Boehner’s message appears to be twofold, with an implicit criticism directed at his former colleagues: That President Trump has taken over the Republican Party, and that Republicans are letting him do it.
But the accusation Boehner is lodging raises a question that’s at the heart of the Republican Party’s future: Is it possible to oppose Trump and stay influential enough to keep your job? Evidence suggests not.
Of the three most vociferous GOP critics of Trump right now in the Senate, two aren’t running for reelection. One, Sen. Jeff Flake (R-Ariz.), is retiring specifically because vocalizing his concerns about Trump made him unelectable in a Republican primary.
“The path that I would have to travel to get the Republican nomination is a path I'm not willing to take, and that I can't in good conscience take,” he said as he announced his retirement in the fall.
Sen. Bob Corker (R-Tenn.), the next Trump critic on our GOP Senate list, compared the president to a toddler, accused him of “debasing the nation” and asked if he was stable enough to govern.
Corker saw his popularity in Tennessee turn upside down after that. He’s not running for reelection, and despite having made up with Trump, Corker got booed when Trump mentioned his name on stage at a Nashville rally this week. This happened in Corker’s own state.

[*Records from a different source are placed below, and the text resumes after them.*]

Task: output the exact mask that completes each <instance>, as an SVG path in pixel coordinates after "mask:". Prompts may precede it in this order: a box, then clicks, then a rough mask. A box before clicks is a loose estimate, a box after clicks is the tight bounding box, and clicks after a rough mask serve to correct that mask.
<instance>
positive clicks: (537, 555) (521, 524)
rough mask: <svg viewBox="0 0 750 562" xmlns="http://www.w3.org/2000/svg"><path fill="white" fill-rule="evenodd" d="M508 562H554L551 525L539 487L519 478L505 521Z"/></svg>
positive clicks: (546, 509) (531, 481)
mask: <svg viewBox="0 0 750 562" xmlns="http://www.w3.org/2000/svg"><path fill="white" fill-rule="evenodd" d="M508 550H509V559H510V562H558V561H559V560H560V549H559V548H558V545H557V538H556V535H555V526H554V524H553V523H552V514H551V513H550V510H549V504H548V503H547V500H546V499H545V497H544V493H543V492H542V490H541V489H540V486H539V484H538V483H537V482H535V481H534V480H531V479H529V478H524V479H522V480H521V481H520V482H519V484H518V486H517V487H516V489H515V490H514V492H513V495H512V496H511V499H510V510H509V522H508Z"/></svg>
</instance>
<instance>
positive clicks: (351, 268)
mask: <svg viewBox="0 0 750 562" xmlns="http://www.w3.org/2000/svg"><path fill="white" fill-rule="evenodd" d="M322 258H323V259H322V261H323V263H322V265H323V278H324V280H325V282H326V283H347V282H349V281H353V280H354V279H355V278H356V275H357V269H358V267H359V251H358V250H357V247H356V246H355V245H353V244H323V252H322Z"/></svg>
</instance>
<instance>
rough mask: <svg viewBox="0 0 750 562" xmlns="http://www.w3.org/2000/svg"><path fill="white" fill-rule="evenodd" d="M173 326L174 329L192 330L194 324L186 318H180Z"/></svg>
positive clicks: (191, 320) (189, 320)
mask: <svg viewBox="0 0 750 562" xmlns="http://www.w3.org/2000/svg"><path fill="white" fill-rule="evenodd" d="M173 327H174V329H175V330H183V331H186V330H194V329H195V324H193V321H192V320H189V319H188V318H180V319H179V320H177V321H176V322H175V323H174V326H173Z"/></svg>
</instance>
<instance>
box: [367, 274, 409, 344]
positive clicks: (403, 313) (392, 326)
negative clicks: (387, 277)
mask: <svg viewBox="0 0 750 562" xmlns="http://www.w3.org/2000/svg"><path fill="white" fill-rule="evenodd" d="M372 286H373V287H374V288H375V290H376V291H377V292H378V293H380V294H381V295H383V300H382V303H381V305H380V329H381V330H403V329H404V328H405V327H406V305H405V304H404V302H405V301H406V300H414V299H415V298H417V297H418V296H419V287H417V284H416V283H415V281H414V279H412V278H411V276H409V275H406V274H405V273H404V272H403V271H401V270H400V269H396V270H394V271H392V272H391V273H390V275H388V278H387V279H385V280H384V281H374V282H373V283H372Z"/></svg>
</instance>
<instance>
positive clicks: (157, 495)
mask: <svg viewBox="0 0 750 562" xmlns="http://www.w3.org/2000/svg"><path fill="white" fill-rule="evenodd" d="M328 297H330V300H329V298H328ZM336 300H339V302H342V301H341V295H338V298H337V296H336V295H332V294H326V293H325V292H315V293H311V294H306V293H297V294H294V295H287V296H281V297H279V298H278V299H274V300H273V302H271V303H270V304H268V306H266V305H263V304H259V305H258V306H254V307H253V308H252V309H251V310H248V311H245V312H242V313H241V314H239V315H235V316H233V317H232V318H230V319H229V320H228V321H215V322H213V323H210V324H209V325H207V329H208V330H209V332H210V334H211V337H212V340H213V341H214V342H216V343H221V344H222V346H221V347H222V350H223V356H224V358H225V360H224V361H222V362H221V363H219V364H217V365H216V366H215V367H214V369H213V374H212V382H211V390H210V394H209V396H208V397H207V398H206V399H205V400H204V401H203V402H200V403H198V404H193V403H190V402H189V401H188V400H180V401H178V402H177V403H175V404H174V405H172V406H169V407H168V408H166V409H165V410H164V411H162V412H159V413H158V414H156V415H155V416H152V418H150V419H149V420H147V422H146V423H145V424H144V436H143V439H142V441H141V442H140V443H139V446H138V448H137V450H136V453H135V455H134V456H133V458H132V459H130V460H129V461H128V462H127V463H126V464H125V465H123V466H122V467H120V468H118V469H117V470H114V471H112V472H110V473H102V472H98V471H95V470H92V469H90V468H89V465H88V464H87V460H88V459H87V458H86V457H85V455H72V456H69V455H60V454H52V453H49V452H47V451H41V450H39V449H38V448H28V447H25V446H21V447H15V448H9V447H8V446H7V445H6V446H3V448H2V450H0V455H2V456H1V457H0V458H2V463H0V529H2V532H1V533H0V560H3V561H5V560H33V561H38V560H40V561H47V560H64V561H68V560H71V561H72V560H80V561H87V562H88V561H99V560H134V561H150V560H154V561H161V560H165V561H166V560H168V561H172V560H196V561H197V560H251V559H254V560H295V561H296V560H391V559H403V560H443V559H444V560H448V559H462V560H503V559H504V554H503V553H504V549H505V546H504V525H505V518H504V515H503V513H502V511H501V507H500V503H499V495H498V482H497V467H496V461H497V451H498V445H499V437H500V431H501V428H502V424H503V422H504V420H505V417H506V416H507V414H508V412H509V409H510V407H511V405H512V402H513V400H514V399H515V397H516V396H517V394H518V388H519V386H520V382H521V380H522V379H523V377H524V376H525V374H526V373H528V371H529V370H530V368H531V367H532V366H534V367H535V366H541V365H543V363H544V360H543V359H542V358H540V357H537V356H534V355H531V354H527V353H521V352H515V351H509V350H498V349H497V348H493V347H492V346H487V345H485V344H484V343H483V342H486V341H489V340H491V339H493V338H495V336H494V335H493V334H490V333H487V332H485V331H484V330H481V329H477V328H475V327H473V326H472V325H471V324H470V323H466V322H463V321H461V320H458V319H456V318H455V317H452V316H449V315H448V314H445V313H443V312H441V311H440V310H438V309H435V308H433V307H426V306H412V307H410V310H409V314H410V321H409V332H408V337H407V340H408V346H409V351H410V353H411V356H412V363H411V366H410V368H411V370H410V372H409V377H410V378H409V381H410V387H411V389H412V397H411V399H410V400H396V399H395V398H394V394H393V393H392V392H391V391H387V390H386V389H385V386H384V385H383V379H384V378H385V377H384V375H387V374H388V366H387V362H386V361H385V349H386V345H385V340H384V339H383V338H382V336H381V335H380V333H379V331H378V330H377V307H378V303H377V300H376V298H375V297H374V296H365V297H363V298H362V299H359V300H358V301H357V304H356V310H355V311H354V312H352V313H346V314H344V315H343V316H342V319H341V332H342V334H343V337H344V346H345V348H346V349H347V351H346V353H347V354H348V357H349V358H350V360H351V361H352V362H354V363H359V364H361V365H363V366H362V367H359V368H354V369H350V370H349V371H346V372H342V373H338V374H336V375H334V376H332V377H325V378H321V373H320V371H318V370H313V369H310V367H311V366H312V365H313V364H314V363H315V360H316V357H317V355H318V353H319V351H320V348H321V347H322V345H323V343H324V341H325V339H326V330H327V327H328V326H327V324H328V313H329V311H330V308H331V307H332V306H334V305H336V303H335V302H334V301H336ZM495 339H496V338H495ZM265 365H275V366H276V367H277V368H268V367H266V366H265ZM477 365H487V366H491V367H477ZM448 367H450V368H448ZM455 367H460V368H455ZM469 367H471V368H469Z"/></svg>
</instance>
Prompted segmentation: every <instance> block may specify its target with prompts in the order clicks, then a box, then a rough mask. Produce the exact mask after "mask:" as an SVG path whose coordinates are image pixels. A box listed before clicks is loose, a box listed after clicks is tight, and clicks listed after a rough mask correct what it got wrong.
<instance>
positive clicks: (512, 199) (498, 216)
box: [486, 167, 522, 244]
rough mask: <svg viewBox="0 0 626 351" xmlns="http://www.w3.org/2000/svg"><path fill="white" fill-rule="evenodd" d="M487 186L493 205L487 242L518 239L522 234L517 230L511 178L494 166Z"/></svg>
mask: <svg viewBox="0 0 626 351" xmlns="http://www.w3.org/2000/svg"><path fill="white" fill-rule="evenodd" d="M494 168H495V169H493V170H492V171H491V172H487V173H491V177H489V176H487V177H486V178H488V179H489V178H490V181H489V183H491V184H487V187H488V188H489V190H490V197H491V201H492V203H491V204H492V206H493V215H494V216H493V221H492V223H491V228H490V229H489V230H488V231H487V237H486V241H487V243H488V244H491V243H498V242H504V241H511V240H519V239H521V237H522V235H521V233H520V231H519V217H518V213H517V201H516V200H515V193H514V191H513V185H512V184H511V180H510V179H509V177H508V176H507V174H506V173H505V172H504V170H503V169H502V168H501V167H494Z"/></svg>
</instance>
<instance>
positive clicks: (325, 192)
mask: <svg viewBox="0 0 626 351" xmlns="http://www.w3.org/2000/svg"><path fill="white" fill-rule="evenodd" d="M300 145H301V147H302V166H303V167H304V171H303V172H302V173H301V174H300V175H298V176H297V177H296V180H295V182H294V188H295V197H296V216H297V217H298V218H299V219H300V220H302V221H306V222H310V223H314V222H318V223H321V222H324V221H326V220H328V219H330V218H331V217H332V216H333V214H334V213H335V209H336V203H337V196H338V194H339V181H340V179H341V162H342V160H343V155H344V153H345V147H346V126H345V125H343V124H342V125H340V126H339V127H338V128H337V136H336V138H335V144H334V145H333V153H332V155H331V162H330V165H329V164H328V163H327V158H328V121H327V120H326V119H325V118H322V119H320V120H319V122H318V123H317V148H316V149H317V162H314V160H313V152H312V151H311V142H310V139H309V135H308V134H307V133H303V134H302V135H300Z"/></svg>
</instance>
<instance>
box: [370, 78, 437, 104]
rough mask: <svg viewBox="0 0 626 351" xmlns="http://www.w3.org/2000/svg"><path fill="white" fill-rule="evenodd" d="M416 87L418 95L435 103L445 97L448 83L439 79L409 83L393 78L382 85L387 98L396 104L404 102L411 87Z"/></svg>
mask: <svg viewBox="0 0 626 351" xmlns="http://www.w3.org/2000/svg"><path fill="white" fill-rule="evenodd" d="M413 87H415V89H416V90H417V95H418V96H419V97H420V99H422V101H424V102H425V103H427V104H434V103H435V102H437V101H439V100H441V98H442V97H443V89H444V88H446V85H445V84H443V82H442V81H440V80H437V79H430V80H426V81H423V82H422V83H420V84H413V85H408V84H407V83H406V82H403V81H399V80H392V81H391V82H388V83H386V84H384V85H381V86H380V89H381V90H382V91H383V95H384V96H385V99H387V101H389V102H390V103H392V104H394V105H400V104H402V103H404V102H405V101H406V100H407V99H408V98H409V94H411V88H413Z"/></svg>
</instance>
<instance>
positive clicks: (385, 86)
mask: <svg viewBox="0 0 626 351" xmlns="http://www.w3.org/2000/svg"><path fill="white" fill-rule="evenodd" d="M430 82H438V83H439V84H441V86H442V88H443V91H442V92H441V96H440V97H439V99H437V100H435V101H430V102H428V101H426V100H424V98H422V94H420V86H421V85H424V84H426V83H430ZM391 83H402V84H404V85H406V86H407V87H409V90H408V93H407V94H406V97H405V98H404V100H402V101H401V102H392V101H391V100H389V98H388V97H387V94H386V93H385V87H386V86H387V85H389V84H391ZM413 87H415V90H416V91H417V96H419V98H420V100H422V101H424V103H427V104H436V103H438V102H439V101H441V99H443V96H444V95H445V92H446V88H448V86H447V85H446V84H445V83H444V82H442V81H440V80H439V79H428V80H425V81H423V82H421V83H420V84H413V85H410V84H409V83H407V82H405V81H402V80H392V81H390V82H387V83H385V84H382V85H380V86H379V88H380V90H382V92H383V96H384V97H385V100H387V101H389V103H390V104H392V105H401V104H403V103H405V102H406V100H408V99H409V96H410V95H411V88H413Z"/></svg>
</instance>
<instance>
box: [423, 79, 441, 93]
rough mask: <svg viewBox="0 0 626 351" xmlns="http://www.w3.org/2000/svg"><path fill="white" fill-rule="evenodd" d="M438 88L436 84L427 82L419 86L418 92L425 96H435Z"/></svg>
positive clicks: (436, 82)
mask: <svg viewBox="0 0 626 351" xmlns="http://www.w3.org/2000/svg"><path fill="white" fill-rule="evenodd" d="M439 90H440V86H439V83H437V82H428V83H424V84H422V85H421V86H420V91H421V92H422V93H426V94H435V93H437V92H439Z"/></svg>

The third GOP Senate critic, Sen. John McCain (R-Ariz.), hasn’t been in Washington this year as he battles brain cancer, and it’s not clear how much longer he’ll remain in office.
But with little to no sensitivity for McCain’s health, Trump finds a way to bash McCain nearly every time he is in front of a microphone and his supporters. The White House also hasn't apologized for one of its aides brushing off McCain's opposition to a Trump nominee by saying McCain is “dying anyway.”
There is at least one GOP never-Trumper attempting to leverage his anti-Trump creds to run for office. But he’s not counting on Republicans to do it: Richard Painter, a former ethics lawyer and registered Republican in the George W. Bush administration, is running for Senate in Minnesota as a Democrat.
Meanwhile, Trump’s other critics have largely fallen in line with the president. Sen. Lindsey O. Graham (R-S.C.) for a time consistently called out the president’s controversial decisions.
Graham has since golfed with the president, praised the president’s golf game and his golf course, and acknowledged his strategy is to remain on the president’s good side to be influential.
Critics like Boehner would probably point out that for Graham, being on Trump’s good side also means reversing his previously strongly held positions about the rule of law.
Graham once warned the president there would be “holy hell to pay” if Trump fired his attorney general, Jeff Sessions. But this week, Graham suggested to the Associated Press that firing Sessions wasn't such an outrageous idea. Cabinet positions, Graham said, are “not lifetime appointments.”
Would it be easier for Republicans to speak out if more did it? Sure. Look at how a number of Trump’s GOP allies in the Senate are severely criticizing his tariff policy, and without significant repercussion. But GOP lawmakers know they are risking their jobs to stand up to a president their base still supports in large numbers.
In one sense, Boehner is spot on: All the evidence suggests Trump’s supporters are Trump’s supporters more than they are Republican voters.
But here's where Boehner gets its wrong, according to what we’ve seen unfold: The Republican Party isn’t taking a nap under Trump. It is being held hostage, so much so that would-be Trump critics must be willing to risk their influence and reputation and even their job to speak their mind on Trump like Boehner just did.